Write Your Resume for the Job You Want, Not the Job You Had

October 23, 2013

My friend, Anna, has a pretty great job. She is an associate in a private equity firm that gives her a ton of responsibility and has enabled her to learn a lot in the short time she’s been there. But she has one major problem. Her office is in Boston and her friends and family are in New York; she really wants to relocate. So I took a look at her resume as she filled me in on her thoughts about the future.

“Ideally, I would like to change my focus. I work on healthcare and media companies at my private equity shop and I want to branch into consumer products,” she said.

“Do you have any consumer products experience at all?” I queried.

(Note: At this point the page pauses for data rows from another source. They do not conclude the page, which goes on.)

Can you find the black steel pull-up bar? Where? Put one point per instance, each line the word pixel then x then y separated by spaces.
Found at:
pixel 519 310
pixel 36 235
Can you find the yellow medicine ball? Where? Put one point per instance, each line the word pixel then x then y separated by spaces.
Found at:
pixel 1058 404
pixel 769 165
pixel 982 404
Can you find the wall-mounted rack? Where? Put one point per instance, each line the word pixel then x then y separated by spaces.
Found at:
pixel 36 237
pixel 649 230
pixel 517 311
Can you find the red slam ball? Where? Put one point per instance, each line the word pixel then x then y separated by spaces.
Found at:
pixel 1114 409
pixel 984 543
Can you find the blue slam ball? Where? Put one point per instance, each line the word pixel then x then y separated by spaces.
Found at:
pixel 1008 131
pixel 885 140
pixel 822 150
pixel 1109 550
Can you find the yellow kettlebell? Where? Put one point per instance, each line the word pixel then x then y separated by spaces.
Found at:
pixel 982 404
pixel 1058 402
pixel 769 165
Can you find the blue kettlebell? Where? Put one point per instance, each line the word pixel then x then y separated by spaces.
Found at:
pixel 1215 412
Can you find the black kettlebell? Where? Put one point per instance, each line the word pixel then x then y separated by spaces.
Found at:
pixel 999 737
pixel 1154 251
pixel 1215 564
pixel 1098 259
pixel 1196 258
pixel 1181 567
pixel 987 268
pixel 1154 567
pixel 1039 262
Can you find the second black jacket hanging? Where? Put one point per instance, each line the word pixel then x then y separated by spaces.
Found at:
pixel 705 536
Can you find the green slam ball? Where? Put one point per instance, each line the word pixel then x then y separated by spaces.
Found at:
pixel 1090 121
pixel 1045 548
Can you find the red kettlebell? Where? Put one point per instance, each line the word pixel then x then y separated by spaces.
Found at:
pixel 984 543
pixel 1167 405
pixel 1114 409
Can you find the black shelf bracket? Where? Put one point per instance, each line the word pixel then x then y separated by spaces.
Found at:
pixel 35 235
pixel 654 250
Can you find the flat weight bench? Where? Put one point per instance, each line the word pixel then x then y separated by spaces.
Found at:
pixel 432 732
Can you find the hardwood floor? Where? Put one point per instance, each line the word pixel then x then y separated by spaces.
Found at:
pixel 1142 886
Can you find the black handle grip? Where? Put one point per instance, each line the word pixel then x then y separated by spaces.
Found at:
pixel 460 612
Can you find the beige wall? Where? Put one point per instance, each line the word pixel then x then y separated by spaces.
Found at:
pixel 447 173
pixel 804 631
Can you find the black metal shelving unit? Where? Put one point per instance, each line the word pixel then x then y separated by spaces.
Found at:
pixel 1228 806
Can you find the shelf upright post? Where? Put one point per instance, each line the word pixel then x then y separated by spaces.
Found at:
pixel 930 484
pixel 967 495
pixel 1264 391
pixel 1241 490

Anna told me she did but she gained it five years before when she worked at a bank. In order to make that experience more prominent in her resume, I suggested she add a Profile section so that her consumer product experience can appear there, at the top of the page. Although her resume didn’t originally have a Profile section, which is optional in resumes today, hers is a specific case where that section should be included. The Profile section sits at the top of the resume, where the old Objective section used to reside. (Objectives are now out of favor; recruiters care more about what they want in an employee, not what a potential employee wants.) Profiles help prospective hirers get a thumbnail picture of the applicant’s skills and experience. They also give the job seeker a little more flexibility in highlighting the talents she knows will be the most valued at the company she’s pursuing. Here is asample resume with a Profile statement from Monster.com. Alternative versions include just a short paragraph without the bullet points.

Whether you manage it through the Profile section, or by emphasizing particular skills in the Experience section, remember to keep an eye to the future when you draft your resume. Resumes are not only a selling document but also a positioning statement.